Es cierto que “La Fiesta”, como tal, no ha sufrido un número importante de cambios desde Don José y Don Juan. Y no es menos cierto que lo que en el argot llamamos “el sistema” tampoco parece que las haya habido. Me explico. La Fiesta es esencialmente  la misma que en los años veinte del siglo pasado. La novedad de mayor calado en estos noventa años fue la implantación por necesidad estadística y animal del peto de protección para los equinos. Pero además de esto la Fiesta sigue siendo la lidia y muerte de un animal por parte de los toreros. Habrá habido diferentes épocas. Diferentes encastes y diferentes estilos y técnicas de torear en ellas pero la esencia sigue siendo la misma.

También me explico en lo referente al “sistema”. Las grandes familias empresariales no han variado tampoco demasiado y diferentes generaciones han heredado el negocio familiar. Unos para seguir con él adelante y otros para que lo gestionen terceros.
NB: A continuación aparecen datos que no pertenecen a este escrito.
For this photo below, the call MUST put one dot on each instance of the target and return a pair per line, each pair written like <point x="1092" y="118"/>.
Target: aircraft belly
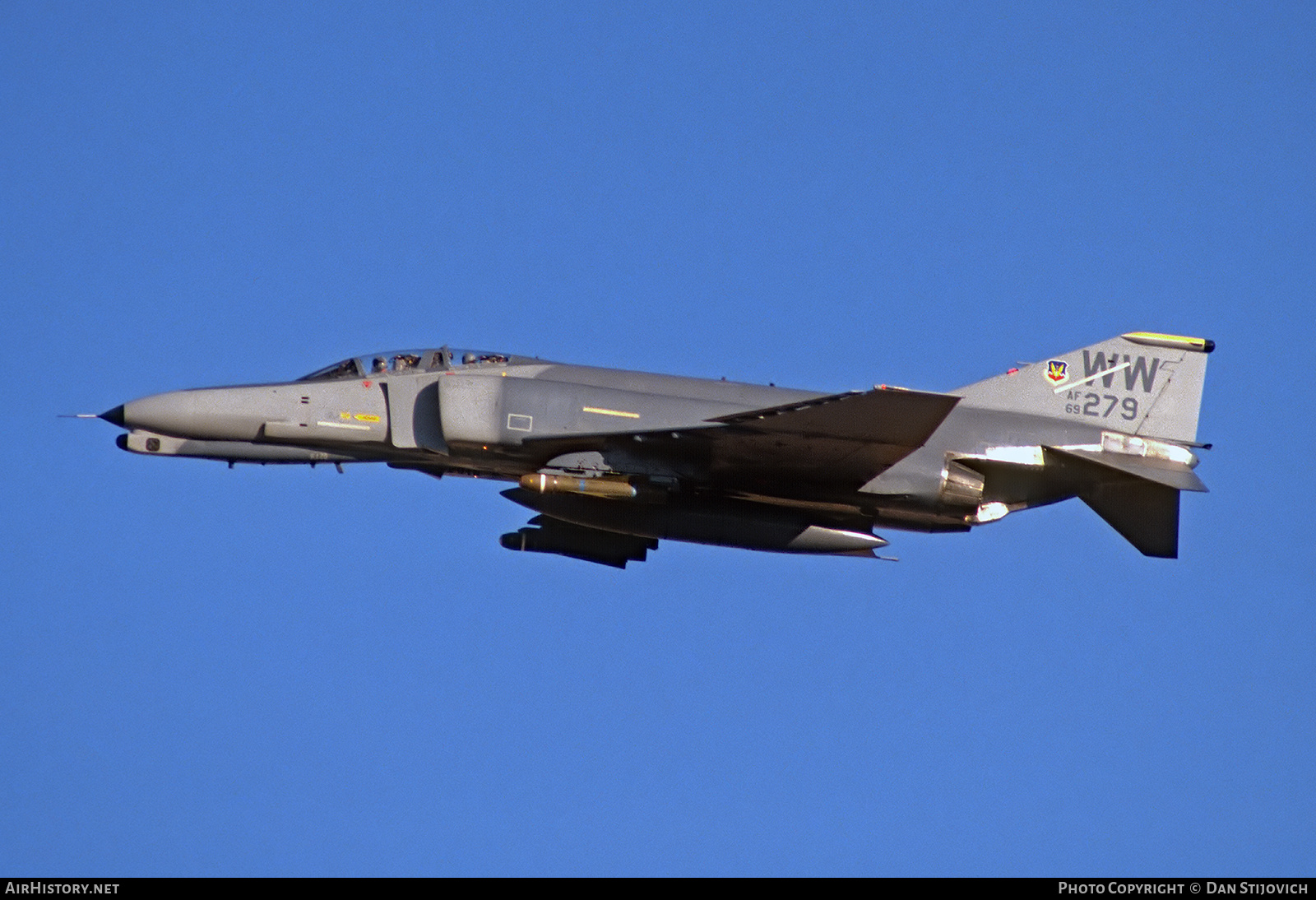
<point x="723" y="522"/>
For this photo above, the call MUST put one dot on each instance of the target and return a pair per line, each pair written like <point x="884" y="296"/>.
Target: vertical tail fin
<point x="1140" y="383"/>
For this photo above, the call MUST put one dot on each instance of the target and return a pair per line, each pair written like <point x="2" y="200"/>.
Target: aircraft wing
<point x="840" y="441"/>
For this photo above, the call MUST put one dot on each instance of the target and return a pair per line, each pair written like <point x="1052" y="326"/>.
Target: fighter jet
<point x="614" y="462"/>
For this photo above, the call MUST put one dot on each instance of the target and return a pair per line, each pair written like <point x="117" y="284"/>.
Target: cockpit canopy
<point x="403" y="362"/>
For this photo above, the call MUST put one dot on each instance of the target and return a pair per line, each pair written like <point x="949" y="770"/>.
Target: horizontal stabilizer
<point x="1162" y="471"/>
<point x="579" y="542"/>
<point x="1145" y="513"/>
<point x="879" y="416"/>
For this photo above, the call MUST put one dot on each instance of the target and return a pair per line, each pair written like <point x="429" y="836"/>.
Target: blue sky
<point x="282" y="671"/>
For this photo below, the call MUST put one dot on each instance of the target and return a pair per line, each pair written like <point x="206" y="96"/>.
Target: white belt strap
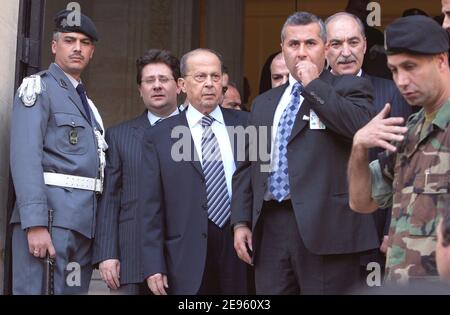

¿Quién manda? Los toreros dicen que los empresarios. Los empresarios que los toreros. Los ganaderos no dicen nada porque como para decir cosas están….y luego todo lo que rodea a los toros: artistas diversos, periodistas, gente “bien”, esa especie no estudiada todavía por ningún biólogo ni sociólogo llamada “taurinos”, escritores, intelectuales, mujeres bellas, gente aprovechada, pintores, escultores, músicos, bailadores…..y todo sigue relativamente igual que hace años. Todo muy bonito si no fuera porque el mundo ha cambiado mucho y los titulares de los abonos y espectadores de los tendidos siguen siendo en gran parte los mismos. Y envejecen con la más que centenaria Fiesta. Las canas van a más. La vida pasa.

Todo esto viene al cuento que mi amigo José Ramón Lozano es de esos que pretende innovar. Cómo hacen en otros sectores de la vida. Y es uno de esos jóvenes del mundo del toro que les está dando por innovar. ¿cómo? Pues de muchas maneras. Una de ellas. Llevar un punto más allá algo tan simple y antiguo como las fotos taurinas. Esas fotos que son inmortales. Como las de Linares de Cano hace más de 60 años. Y como resulta que encima el amigo Joserra tiene talento todo esto a derivado en una página de fotografía taurina que crea tendencias, entra en la vida y en las casas de las personas y permite expresar, en el propio hogar, una forma de entender el arte y la vida. La de los toros.

Simplemente estas líneas para informar a los tauronautas de lo que tienen al alcance de su mano y para homenajear a un joven que quiere y puede cambiar las cosas y enseñar camino a otros sectores del mundo de la Tauromaquia. Y además porque es mi amigo.